Noël 1907. Une riche demeure dans une ville de province suédoise. Les membres de la famille Ekdahl et les serviteurs préparent les festivités. Héléna Ekdahl, une ancienne actrice, préside aux destinées de ses fils, Gustav Adolf, Carl, Oscar, le directeur du théâtre local, et de ses petits enfants; parmi eux, ceux d'Oscar et Emilie, Fanny et Alexandre. Alors qu'il répète " Hamlet ", Oscar meurt. Les funérailles sont célébrées par l'évêque Vergérus... qui, peu après, demande Émilie en mariage. Austère serviteur de l'église, il exerce Pouvoir et Autorité sur sa jeune épouse et ses enfants, ce qui provoque l'opposition d'Alexandre. Isak Jacobi, un juif, antiquaire et banquier, vieil ami d'Héléna, enlève les enfants de la demeure de l'évêque. Alors que le divorce traîne entre Émilie et Edvard Vergérus, celui-ci meurt carbonisé, accidentellement.
Émilie, Fanny et Alexandre, regagnent la famille Ekdahl. Émilie donne naissance à une petite fille tandis que son beau-frère Gustav Adolf est de nouveau père... cette fois-ci avec la bonne  Toute la famille est réunie le jour du baptême. Retrouvant la joie de vivre, Émilie propose à Héléna de jouer un rôle dans la nouvelle pièce d'August Strindberg.

 

LE RÉALISATEUR

Réalisateur, scénariste et homme de théâtre suédois, Ingmar Bergman est né le 14 juillet 1918, à Uppsala. Son père étant pasteur luthérien, le jeune Ingmar est vite confronté aux choses de la religion... Il reconnaîtra plus tard le rôle essentiel de ces souvenirs d'enfance dans l'inspiration de certaines de ses grandes oeuvres. À l'université de Stockholm, il consacre ses loisirs à la mise en scène théâtrale. De 1938 à 1944, il monte une vingtaine de pièces avant de devenir metteur en scène professionnel de théâtre. Il rencontre Carl-Anders Dymling, de la société de production " Svensk Filmindustri " qui lui demande d'écrire un scénario pour Alf Sjoberg, Hets (Tourments), en 1944.

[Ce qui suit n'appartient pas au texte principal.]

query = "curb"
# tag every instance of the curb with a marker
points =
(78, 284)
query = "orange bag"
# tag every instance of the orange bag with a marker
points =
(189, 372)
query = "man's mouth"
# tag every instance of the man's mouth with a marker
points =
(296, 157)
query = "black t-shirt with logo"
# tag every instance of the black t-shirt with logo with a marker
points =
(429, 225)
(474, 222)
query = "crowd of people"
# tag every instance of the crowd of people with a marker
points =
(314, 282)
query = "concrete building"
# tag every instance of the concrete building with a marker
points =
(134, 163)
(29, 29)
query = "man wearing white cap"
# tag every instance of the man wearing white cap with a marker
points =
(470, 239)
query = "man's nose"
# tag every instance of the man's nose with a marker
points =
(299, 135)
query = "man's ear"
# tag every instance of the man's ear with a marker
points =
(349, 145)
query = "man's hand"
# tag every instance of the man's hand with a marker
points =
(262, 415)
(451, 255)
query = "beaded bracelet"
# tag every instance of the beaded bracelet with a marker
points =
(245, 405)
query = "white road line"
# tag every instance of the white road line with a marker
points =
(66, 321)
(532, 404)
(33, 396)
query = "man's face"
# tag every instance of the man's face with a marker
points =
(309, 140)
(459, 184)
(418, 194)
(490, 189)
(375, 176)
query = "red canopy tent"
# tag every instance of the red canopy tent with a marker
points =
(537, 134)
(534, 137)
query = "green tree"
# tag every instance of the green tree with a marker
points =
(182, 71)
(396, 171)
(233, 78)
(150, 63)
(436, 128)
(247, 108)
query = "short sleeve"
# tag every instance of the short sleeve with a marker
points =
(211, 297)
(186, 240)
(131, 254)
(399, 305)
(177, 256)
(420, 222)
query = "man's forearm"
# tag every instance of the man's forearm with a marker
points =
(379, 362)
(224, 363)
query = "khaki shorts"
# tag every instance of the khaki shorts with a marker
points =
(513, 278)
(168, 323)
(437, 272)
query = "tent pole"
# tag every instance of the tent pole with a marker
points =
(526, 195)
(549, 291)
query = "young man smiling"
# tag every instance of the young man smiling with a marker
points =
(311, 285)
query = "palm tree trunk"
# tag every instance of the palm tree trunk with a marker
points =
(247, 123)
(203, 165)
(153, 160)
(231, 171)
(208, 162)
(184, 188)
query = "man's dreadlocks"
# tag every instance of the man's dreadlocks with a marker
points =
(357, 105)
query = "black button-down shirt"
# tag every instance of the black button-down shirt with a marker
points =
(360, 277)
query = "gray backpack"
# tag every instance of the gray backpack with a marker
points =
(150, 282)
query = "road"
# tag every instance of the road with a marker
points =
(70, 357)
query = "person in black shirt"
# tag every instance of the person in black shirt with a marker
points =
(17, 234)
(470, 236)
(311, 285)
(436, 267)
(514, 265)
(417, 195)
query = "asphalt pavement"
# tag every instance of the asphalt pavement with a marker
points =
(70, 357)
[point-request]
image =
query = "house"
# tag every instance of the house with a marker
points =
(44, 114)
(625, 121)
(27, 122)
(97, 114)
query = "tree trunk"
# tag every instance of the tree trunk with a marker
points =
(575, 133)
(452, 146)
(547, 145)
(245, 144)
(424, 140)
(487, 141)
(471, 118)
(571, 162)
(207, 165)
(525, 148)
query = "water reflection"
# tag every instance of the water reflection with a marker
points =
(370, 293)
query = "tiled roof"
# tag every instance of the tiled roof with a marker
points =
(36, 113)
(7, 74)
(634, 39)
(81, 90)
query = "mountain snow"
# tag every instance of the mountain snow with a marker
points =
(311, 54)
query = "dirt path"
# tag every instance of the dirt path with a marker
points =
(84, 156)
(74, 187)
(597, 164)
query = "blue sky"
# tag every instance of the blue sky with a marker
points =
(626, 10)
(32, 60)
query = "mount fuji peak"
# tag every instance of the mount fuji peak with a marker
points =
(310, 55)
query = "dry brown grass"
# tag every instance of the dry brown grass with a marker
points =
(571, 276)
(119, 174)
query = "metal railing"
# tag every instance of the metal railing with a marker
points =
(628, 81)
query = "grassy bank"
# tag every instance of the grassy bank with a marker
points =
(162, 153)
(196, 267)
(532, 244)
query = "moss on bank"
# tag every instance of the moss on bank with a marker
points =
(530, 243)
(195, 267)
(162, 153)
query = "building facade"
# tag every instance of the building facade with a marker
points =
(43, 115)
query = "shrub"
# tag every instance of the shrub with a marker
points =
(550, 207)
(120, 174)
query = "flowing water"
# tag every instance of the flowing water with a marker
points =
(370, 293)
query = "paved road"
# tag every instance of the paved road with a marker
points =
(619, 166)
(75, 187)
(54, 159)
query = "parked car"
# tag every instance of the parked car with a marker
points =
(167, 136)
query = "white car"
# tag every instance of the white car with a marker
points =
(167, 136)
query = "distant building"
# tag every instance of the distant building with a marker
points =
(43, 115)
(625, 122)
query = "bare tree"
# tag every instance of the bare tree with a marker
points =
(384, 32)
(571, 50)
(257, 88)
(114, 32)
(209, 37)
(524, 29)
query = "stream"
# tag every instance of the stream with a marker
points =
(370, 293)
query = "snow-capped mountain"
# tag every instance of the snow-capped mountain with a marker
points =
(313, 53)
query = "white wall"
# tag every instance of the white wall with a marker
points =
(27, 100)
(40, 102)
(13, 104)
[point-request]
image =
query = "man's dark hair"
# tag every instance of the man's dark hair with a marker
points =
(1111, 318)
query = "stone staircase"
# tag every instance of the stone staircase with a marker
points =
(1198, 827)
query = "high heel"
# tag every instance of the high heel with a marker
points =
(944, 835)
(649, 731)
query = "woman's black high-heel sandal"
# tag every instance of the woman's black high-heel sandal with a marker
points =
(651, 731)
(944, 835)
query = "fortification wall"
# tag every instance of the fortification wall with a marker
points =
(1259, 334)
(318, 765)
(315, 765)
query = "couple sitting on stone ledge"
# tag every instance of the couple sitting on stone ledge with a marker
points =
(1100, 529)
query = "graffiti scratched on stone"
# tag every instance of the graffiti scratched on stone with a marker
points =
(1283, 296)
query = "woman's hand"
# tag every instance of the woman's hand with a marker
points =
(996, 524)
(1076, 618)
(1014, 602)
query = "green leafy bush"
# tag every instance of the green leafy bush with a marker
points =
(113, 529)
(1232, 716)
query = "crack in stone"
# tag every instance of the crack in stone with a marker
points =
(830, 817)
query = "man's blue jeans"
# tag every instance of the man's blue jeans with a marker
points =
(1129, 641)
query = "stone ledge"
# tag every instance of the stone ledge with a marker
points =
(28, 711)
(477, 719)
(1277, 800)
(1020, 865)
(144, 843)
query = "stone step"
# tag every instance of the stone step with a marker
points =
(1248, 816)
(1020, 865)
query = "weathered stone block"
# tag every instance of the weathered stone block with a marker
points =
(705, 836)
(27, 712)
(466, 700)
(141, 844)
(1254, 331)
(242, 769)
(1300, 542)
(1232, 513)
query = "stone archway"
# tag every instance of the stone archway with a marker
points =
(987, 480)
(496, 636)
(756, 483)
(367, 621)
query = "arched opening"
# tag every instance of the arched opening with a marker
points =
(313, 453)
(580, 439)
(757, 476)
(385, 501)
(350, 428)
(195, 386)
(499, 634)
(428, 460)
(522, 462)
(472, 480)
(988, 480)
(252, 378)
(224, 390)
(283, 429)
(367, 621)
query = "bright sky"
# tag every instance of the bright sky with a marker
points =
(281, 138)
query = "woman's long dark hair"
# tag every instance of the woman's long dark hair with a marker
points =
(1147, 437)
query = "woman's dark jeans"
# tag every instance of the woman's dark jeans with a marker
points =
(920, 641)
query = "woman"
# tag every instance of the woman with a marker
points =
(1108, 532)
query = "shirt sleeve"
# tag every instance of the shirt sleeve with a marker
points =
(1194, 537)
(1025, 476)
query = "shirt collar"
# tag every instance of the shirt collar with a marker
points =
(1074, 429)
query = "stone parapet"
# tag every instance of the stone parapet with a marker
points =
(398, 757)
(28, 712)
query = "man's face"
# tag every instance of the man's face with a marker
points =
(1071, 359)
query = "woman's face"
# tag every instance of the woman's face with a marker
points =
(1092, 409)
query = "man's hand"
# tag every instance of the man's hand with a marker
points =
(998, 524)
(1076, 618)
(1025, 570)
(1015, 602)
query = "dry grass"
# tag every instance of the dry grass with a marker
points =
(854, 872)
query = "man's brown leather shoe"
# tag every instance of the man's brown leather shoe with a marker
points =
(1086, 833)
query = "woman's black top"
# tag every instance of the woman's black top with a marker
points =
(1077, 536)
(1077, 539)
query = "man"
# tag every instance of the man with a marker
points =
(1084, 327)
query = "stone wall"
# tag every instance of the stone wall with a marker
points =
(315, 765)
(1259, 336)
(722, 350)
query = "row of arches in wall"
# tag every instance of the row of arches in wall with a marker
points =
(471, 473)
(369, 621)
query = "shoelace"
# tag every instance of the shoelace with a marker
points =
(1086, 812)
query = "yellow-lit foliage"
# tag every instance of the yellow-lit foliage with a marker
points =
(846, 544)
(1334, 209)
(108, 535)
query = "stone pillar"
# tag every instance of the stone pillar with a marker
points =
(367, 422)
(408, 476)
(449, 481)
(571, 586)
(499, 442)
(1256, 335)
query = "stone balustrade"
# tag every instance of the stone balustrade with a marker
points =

L'année suivante, il passe à la mise en scène cinématographique en adaptant une pièce de Leck Fischer, Crise. Dès lors, Bergman mène une double activité de cinéaste et d'homme de théâtre, tout en continuant à écrire quelques scénariis

Dieu/l’Art, le Bien/le Mal, la conscience/l’inconscient, l’angoisse de la mort : autant de questions autour desquelles Ingmar Bergman a construit, depuis plus de 50 ans, entre cinéma, théâtre et télévision, une oeuvre tout en verticalité et en dualité. Une oeuvre qui ressemble à une quête ; perpétuel questionnement sur la nature humaine en forme de désespoir.

Cette dualité s’inscrit dans une double thématique philosophique qui parcourt tous ses films. D'un côté, la réflexion méditative sur la place de l'homme dans l'univers, son rapport à Dieu, à la Nature, à la société, de l'autre, un regard critique, lucide et satirique sur les rapports humains et sur l'incommunicabilité dans le couple.

En réponse à l'interdit religieux et au silence de son enfance, Bergman se fera révélateur d'inconscient, " sondeur d'âmes ".

La mise en scène de Bergman, ascétique, privilégie les plans longs. Elle s'immisce avec cynisme et cruauté dans l'étude clinique des affinités électives de ses " personnages-caractères " pour mieux décortiquer l'intimité des mécanismes psychologiques, Sourires d'une nuit d'été (1955), Scènes de la vie conjugale (1973). Elle dépeint en ocre, en rouge, en gris et en noir, l 'insignifiance du monde par une remise en cause des connaissances de l'homme écrasé par son destin.
Cette exacerbation de l'affect ne contredit pas un rapport au corps et au sexe à la fois sensuel et agressif. Car Bergman, c'est aussi une affaire de femmes : une complicité féminine magnifiée par la présence de ses deux égéries, Liv Ullman et Bibi Anderson. Au-delà, la fascination pour le monde de l'Art deviendra le thème principal de la seconde partie de son oeuvre.



L’ANECDOTE

Par deux fois, Bille August a reçu la palme d'or du Festival de Cannes  en 1988 pour Pelle le Conquérant et en 1992 pour Les Meilleurs intentions sur un scénario d' un certain...Ingmar Bergman ! ...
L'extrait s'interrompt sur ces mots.